Western countries lined up from the outset behind the rebels that opposed Assad, but unlike in the case of Libya, where NATO warplanes helped bring down dictator Muammar Gaddafi, they have refused to provide overt military support.
Wednesday’s inauguration comes nearly two years to the day since the nadir of Assad’s grip on power, when bombers managed to strike a security meeting of his inner circle in Damascus, killing close relatives leading his defence.
But although the rebels made further gains, Iran and Lebanon’s powerful Hezbollah Shi’ite militia came to Assad’s aid the following year, the start of a counter-offensive that has seen his forces go on to reclaim wide swathes of territory.
Meanwhile, the rise of Sunni jihadists like ISIL among the rebels has dampened Western enthusiasm for aiding Assad’s enemies, led to infighting within the rebel ranks and bolstered Assad’s assertions that his government is fighting extremism.

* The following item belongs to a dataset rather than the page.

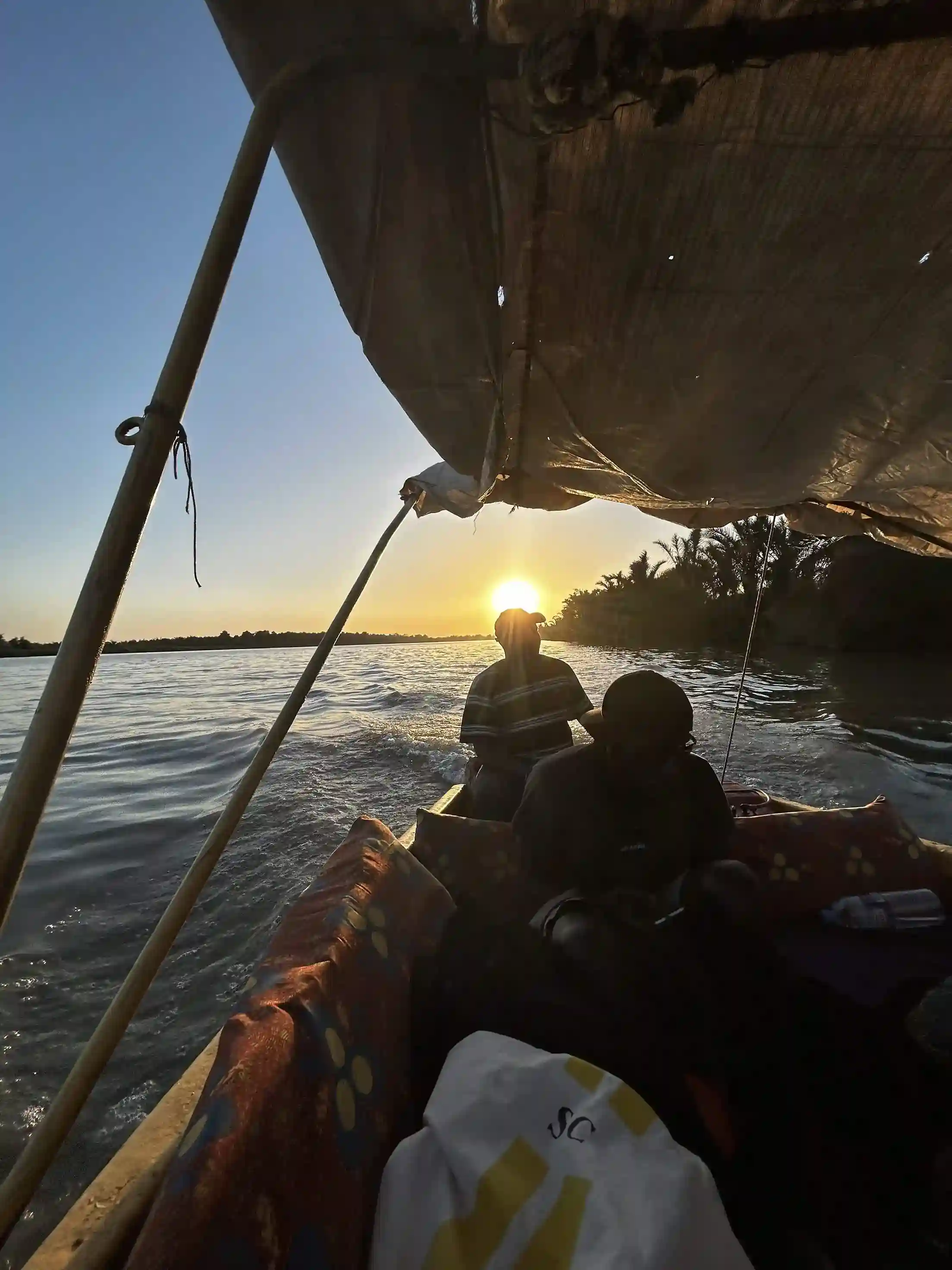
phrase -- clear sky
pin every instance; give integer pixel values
(120, 125)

Obama threatened air strikes last year after blaming Assad for a poison gas attack that killed hundreds of people in a Damascus suburb. But the United States called off the operation when Assad agreed to give up chemical arms, effectively ending any threat that the West might use force to remove him.
In his speech, Assad dismissed the Syrian opposition abroad as traitors but said he would be willing to work with the country’s internal opposition, without giving details.

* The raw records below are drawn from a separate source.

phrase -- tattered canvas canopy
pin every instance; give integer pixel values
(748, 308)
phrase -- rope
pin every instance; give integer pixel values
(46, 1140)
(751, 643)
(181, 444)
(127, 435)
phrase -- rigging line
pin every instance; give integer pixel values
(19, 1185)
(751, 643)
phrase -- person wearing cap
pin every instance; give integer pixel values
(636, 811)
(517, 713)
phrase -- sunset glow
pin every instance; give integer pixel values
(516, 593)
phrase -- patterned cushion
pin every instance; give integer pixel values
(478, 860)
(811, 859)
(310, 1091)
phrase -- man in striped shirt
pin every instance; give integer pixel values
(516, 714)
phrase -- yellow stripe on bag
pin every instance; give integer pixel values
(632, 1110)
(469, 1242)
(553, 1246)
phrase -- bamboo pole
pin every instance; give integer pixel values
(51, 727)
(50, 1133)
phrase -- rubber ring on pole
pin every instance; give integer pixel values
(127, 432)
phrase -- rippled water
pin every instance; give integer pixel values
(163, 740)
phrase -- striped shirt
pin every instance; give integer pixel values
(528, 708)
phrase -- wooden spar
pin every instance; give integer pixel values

He also spoke about government plans for the future such as the need to fight corruption, ideas for religious educational reform and a program to rebuild some damaged areas.
The inauguration featured a display of carefully orchestrated adulation that has been typical of his infrequent public appearances since the start of the war. Dressed in a dark suit, he arrived at the presidential palace in a black car and walked down a red carpet as a military band played. He entered a hall to applause from politicians and religious leaders.
Assad’s government says the election is proof of its willingness to enact democratic reforms. He ran against two other candidates, making it the first contested presidential election in Syria’s history, after four decades of referendums to approve the appointment of Assad and his father. Official returns gave him 88.7 percent of the vote.